Under the new rules, the court will mail a notice to the person being sued.  If the notice is returned by the post office as undeliverable, a default judgment will not be entered.  In addition, there are other new protections being given to those being sued.

The creditor will be required to provide an affidavit that contains “detailed proof in support of default judgment application, including the validity of the debt at issue and the chain of ownership for that debt.”  Also now required will be the original credit agreement and the most recent monthly statements. 

These new requirements will be a great step forward in protecting those being sued.  Currently, creditors are known to take underhanded actions against defendants.  For example, creditors have been known to sue on debts barred by the statute of limitations. 

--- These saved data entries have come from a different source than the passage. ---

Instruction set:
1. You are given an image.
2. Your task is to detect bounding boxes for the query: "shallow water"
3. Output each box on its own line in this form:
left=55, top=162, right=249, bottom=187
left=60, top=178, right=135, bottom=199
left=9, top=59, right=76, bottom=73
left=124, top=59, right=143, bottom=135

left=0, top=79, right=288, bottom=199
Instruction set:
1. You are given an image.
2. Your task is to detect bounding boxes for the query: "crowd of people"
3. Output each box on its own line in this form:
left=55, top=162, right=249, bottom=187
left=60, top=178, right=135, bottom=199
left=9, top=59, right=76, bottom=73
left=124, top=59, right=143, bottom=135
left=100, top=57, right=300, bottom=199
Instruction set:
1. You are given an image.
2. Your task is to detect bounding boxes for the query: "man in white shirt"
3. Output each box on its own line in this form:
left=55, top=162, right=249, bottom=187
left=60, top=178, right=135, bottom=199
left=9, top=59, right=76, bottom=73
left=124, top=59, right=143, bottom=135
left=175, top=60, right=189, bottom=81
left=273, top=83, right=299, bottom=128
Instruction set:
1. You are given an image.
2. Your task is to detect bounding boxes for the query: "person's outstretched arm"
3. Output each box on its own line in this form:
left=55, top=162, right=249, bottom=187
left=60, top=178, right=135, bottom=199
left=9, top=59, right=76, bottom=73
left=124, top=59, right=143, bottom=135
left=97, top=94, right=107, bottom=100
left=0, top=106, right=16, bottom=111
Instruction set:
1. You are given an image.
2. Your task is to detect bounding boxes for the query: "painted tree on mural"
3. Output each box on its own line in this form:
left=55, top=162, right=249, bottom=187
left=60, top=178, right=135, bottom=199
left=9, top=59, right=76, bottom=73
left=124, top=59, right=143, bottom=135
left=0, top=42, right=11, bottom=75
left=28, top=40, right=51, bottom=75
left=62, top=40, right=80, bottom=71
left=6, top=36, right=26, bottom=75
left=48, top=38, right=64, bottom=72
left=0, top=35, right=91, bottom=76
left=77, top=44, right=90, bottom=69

Also, often the party suing is not the original creditor, but instead a party that bought the debt for pennies on the dollar.  This often makes it difficult or impossible for someone being sued to defend him- or herself because of a lack of information on the debt.  Furthermore, since a debt may be sold over and over, it could be possible to be sued more than once for the same debt!

Although these new requirements present increased consumer protection, I note that these new rules have been created by the Court and not the New York legislature.  A bill with these protections has been created this year and in past years by the New York Assembly, but not the Senate.  It would be better to see these protections be passed by Albany.

If you live in a state other than New York, you may have more or fewer protections than that offered by New York.  States in the South and in Republican states tend to offer less protection to consumers.